If play could be described for its nutritional value, what kind of nutrition would your kids be getting with their play?
It’s an intriguing concept put forward by Ya’ara Bashan Haham, an Israeli researcher and consultant specializing in children’s playground design. According to Haham, many playgrounds don’t support play that is “nutritionally” complete for kids. When selecting and designing equipment, these playgrounds don’t stimulate a broad enough array of play behaviours to support the complete physical, mental, and social development of the children who play there.
When it comes to the food we eat, Haham points out that developed countries require that the packaging stipulate the nutritional content of each item. Even bread loaves have a nutritional table to help you make an informed choice when you choose your bread.
But what about play? In the absence of a list of essential nutrients, how do we know if our children’s play is delivering everything that they need for their development? Haham has captured this idea in a series of whimsical internet memes and posters that are alternately informative and amusing. You can see them below.

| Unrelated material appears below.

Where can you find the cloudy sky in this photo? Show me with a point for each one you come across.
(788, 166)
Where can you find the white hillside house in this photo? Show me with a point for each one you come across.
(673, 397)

Along with playground design, Haham invites us to ask: Are some forms of active play better than others? Is jump rope better than tag? Is a game of marbles less valuable than shooting baskets?
In truth, all play is “good.” Almost any time kids move and interact with imagination is better than the time they spend sitting on the sofa watching television. However, Haham’s memes and posters invite us to reflect in a way that can help us to ensure our kids are getting a full spectrum of play “nutrition.”